B. Update the existing bucket policy in the Amazon S3 console to allow the Security Engineer’s Principal to perform PutBucketPolicy, and then update the log file prefix in the CloudTrail console.
C. Update the existing bucket policy in the Amazon S3 console with the new log file prefix, and then update the log file prefix in the CloudTrail console.
D. Update the existing bucket policy in the Amazon S3 console to allow the Security Engineer’s Principal to perform GetBucketPolicy, and then update the log file prefix in the CloudTrail console.

A company recently performed an annual security assessment of its AWS environment. The assessment showed the audit logs are not available beyond 90 days and that unauthorized changes to IAM policies are made without detection.

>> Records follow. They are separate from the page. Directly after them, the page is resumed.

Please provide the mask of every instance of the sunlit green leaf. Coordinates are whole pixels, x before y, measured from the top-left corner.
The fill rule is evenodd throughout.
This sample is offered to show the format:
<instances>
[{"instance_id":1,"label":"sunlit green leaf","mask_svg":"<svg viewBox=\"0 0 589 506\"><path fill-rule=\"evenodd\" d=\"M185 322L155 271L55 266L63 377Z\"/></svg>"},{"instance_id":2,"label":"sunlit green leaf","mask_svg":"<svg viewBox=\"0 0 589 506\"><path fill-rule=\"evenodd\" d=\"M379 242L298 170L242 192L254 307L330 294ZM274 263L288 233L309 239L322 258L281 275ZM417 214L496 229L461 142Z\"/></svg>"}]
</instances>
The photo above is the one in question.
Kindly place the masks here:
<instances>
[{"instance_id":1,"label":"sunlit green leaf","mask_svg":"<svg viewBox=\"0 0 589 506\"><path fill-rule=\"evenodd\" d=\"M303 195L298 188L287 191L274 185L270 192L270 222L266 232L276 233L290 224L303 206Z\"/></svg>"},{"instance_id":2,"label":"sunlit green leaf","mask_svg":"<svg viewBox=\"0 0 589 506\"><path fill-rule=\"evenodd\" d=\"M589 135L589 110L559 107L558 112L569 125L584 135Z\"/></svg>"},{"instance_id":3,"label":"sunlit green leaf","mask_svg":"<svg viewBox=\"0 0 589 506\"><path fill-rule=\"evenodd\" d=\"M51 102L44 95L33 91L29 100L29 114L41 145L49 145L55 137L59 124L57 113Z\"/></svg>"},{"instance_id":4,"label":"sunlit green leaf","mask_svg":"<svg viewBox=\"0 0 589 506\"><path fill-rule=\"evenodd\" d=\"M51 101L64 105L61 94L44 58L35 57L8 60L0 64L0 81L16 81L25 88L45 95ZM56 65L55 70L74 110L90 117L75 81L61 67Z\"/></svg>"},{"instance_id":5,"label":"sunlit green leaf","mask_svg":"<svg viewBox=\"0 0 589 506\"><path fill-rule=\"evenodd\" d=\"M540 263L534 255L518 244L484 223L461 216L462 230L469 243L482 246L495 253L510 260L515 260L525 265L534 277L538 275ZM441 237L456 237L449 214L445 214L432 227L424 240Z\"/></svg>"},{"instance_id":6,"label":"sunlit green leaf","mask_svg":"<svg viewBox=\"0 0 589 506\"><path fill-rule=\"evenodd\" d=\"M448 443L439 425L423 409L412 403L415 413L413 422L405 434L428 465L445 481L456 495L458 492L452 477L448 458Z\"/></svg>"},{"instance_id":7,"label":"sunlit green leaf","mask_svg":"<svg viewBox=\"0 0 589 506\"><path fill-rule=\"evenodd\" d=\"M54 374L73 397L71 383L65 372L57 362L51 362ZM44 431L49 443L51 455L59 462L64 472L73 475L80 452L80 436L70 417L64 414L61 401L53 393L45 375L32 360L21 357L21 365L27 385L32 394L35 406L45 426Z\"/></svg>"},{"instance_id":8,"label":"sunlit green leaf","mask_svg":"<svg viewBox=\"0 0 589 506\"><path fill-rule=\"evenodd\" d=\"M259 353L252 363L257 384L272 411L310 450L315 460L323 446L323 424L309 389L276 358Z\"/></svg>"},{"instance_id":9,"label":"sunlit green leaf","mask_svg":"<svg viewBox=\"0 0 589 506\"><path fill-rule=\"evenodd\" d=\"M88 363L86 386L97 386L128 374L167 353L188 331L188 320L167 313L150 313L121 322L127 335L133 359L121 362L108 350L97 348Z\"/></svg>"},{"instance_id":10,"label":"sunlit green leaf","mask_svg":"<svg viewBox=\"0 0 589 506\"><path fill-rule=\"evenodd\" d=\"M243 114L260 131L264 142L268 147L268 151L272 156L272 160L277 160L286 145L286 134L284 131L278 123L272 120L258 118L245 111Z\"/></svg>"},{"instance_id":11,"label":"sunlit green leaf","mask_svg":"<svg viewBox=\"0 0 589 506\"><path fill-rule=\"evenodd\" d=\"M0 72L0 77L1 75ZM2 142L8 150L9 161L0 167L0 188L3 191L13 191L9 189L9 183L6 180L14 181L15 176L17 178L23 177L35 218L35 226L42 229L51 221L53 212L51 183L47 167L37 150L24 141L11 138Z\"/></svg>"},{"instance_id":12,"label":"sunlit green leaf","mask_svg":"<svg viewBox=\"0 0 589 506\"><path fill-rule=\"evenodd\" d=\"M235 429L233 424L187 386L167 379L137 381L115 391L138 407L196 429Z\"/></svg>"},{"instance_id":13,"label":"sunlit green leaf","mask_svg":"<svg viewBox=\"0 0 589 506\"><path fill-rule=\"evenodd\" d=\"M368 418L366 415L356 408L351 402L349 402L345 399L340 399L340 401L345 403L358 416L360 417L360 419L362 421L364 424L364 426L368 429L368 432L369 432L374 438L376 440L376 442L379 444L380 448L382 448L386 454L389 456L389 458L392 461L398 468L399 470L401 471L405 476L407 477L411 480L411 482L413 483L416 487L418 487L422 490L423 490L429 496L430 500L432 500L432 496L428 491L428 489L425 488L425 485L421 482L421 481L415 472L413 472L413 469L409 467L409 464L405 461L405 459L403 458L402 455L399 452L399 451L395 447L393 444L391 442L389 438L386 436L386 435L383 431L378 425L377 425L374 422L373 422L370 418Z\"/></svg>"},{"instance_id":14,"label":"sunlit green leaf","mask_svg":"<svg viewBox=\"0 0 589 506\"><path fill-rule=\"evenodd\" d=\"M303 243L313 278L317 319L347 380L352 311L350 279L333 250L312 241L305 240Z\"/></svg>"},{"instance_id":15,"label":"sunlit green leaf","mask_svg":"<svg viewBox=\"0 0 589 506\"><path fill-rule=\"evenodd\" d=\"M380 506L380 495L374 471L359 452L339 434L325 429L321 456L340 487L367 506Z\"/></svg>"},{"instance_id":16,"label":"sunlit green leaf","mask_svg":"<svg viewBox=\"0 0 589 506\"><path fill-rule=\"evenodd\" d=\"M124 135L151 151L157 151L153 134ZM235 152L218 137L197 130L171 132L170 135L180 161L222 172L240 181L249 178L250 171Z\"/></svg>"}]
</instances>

How should a Security Engineer resolve these issues?

A. Create an Amazon S3 lifecycle policy that archives AWS CloudTrail trail logs to Amazon S3 Glacier after 90 days. Configure Amazon Inspector to provide a notification when a policy change is made to resources.
B. Configure AWS Artifact to archive AWS CloudTrail logs. Configure AWS Trusted Advisor to provide a notification when a policy change is made to resources.
C. Configure Amazon CloudWatch to export log groups to Amazon S3. Configure AWS CloudTrail to provide a notification when a policy change is made to resources.
D. Create an AWS CloudTrail trail that stores audit logs in Amazon S3. Configure an AWS Config rule to provide a notification when a policy change is made to resources.